La muestra, titulada como el libro, fue albergada por una sala del segundo piso del Ministerio de Relaciones Exteriores y estuvo compuesta por doce cuadros –diez acrílicos dispuestos como collage, además de un óleo sobre tela de gran formato– que interpretan pasajes de la obra enunciada. La conversación entre Polanco y Adán en esta puesta es rica y fluida, pues tanto la parodia de la moral religiosa como el estilo de vida de la vieja plutocracia limeña –elementos centrales en la novela– son sensibles al pincel de Polanco, quien aporta además una pátina de nostalgia en su afán por reconstruir fielmente los escenarios del libro, y revitaliza el amor al absurdo en las visiones de Martín Adán, las mismas que transitan el cinematógrafo, el antaño boulevard Proust, las cándidas bañistas, un aleteo sonoro de beatas y sacristanes, Napoleón, Whitman y otras fantásticas evocaciones como la de Lulú, y su primer amor de uñas negras.

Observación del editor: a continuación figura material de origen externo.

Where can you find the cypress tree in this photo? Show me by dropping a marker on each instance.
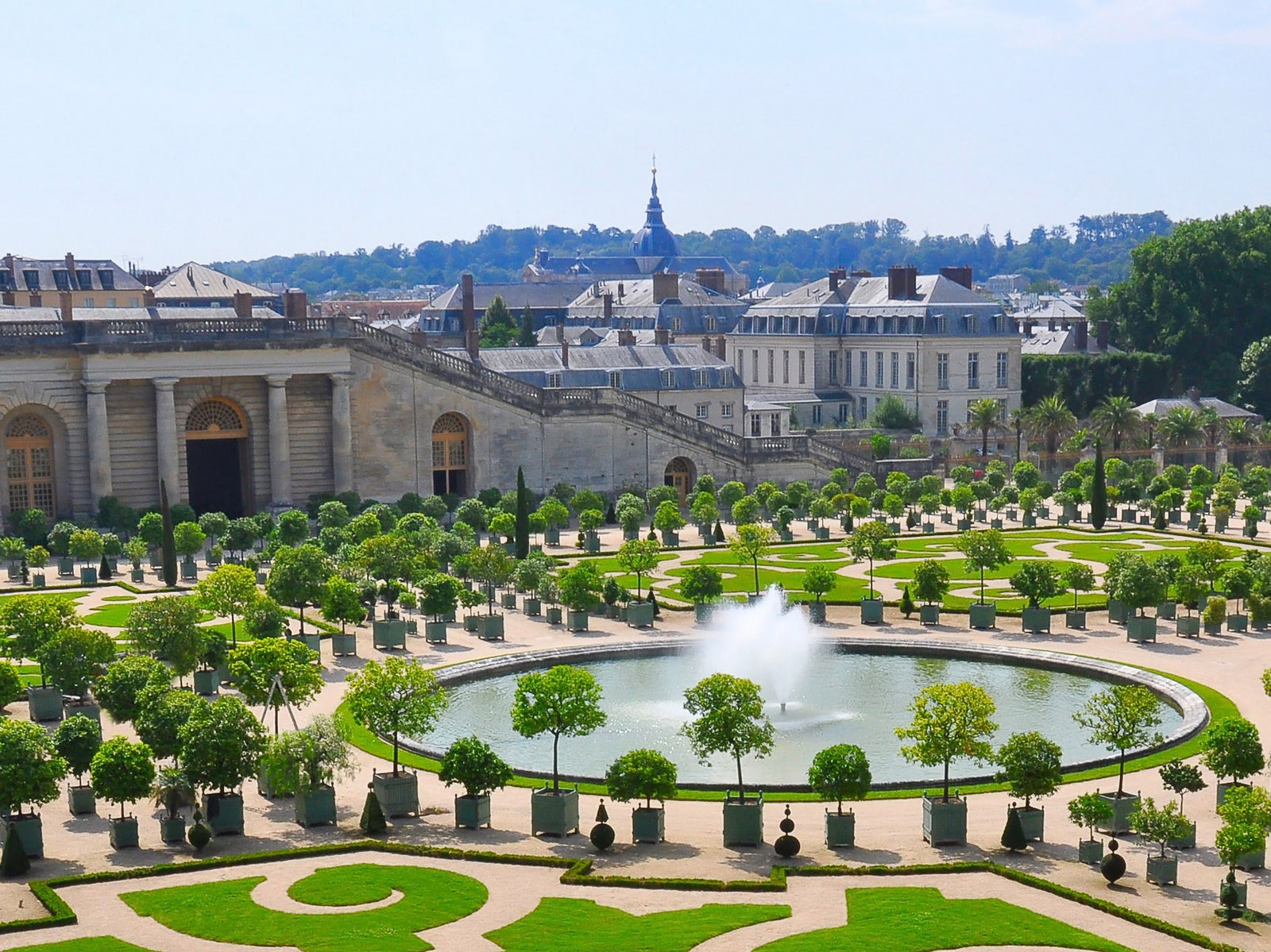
(523, 516)
(169, 543)
(1099, 493)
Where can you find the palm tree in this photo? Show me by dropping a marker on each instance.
(1182, 426)
(984, 416)
(1116, 417)
(1050, 420)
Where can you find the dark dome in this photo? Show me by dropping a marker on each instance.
(655, 241)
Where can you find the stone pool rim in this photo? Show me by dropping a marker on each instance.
(1188, 703)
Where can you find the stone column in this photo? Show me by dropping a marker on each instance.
(341, 434)
(280, 441)
(165, 431)
(99, 441)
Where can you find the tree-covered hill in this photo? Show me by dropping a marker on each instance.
(1095, 249)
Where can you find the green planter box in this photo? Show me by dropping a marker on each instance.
(639, 614)
(945, 821)
(224, 814)
(553, 812)
(388, 634)
(124, 833)
(840, 831)
(400, 795)
(343, 643)
(1036, 620)
(1141, 628)
(1033, 820)
(1163, 871)
(172, 831)
(491, 628)
(648, 825)
(207, 683)
(44, 703)
(317, 806)
(1122, 810)
(984, 615)
(82, 800)
(743, 821)
(472, 812)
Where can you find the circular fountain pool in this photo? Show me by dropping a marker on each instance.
(848, 692)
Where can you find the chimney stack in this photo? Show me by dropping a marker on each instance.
(472, 336)
(296, 304)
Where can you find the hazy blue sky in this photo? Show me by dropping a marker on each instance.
(159, 133)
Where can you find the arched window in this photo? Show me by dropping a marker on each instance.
(450, 455)
(29, 445)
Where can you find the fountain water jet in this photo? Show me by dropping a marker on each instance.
(764, 642)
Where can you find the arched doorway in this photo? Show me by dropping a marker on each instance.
(29, 445)
(450, 455)
(216, 458)
(682, 474)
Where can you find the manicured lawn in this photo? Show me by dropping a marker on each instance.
(919, 919)
(581, 926)
(224, 912)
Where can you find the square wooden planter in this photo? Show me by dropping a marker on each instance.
(553, 812)
(317, 806)
(124, 833)
(648, 825)
(472, 812)
(840, 831)
(224, 814)
(871, 611)
(945, 821)
(744, 821)
(398, 795)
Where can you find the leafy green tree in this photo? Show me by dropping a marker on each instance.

Diríamos entonces que la narrativa de Polanco en esta muestra honra la asociación libre, las impresiones inconexas, la ausencia de una temporalidad lineal a cambio de la introspección proustiana –o el viaje de la memoria a través de los sentidos–, lo mismo que la ironía, de la cual no diremos que se adueña, pues también es marca de fábrica del pintor. La afinidad entre ambos autores es patente en esta noble fusión de horizontes de sentido.
La potencia de la palabra imperecedera le aporta al texto de Martín Adán la cualidad de clásico, lo mismo que el vibrante pincel de Polanco, en una deliberada puesta en valor de La casa de cartón, cuyo registro bien podría convertirse en un volumen de lujo o bien en una bandera ondeando desde una avioneta que surca el acantilado y que reza: Todo, menos morir.